One point was made at the Wesleyan conference that I hadn’t considered: That the necessary change as a result of the event or series of events is not necessarily one that takes place within the protagonist, but in fact, may happen within the reader.
At the end of McCarthy’s novel, Bud Suttree does undergo a change, though we don’t know where he is headed mentally as he leaves Knoxville. He doesn’t either, not really. But he knows that he doesn’t want to spend any more time in the lifestyle he had been living for the three years since he had turned his back on another, comfortably wealthy lifestyle to which he was born. I don’t know if he would have made this move if the neighborhood hadn’t been leveled while he was facing some serious demons brought to his bedside by typhoid fever, but he is once again in control of himself. He has been devastated by the deaths of people he cared about, people who struggled every day to get through every day. He helped where he could. It took its toll on him, and brought back memories of his childhood that we could only guess at. Events are hinted at, and we can only guess at the trauma it induced in a child, the despair and revulsion it grew in a man.
I will miss Bud Suttree. He is a good man. I wish him luck.
Alright Susan. I’m going to hang in here. Can’t comment on this work, but I must say you’re not one to overanalyze themes and motifs.

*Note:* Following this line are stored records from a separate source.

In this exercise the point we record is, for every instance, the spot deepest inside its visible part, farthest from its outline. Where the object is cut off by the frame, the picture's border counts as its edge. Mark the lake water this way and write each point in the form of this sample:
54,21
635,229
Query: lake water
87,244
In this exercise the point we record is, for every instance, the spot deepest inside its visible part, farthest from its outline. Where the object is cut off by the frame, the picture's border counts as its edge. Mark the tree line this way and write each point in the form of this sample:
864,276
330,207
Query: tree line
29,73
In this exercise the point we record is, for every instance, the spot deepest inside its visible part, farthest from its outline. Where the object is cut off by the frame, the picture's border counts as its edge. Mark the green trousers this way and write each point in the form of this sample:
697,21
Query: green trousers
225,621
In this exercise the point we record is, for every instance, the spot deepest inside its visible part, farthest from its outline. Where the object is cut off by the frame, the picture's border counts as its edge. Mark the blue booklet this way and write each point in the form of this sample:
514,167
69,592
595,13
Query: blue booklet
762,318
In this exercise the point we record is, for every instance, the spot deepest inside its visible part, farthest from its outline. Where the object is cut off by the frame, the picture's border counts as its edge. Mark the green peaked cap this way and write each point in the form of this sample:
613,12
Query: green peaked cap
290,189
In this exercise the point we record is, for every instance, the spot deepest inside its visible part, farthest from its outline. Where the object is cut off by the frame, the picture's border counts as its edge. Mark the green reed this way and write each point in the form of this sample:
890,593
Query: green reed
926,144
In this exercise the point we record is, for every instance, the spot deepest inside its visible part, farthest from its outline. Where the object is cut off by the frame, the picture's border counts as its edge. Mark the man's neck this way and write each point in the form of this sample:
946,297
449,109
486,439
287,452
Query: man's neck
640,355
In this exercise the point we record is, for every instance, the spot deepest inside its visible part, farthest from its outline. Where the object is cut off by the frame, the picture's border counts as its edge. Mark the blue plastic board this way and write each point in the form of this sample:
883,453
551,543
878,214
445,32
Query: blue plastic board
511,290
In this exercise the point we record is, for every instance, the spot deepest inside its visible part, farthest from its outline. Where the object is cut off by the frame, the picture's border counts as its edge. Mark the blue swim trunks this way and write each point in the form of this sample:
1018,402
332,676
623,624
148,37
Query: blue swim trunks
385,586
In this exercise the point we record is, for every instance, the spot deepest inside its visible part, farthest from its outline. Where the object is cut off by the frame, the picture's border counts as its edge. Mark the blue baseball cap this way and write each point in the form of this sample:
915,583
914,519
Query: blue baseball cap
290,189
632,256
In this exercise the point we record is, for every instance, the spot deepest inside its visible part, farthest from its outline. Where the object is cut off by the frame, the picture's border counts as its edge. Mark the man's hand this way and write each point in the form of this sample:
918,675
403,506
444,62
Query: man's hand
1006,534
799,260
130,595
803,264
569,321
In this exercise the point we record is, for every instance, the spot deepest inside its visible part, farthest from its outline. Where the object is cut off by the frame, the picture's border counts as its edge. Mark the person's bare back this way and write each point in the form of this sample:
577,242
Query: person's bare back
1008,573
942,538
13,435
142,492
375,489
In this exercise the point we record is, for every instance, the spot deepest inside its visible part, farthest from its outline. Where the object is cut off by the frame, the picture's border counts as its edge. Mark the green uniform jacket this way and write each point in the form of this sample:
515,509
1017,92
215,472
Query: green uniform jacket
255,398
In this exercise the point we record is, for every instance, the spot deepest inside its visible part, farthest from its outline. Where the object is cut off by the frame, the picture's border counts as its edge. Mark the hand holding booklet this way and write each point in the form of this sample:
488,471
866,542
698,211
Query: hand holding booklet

When Stephen King was once asked about the deeper motivations and contrasts in his novels, the symbiotic nature of the juxtapositions, he said, “I just write what scares me.”
So there it is.
I think Suttree went to El Paso. He lived just down the street from us.
Who the hell would move to El Paso?
who is the maggot-ridden corpse lying in a shrivelled repose in suttree’s bed just before sut takes his leave of knoxville?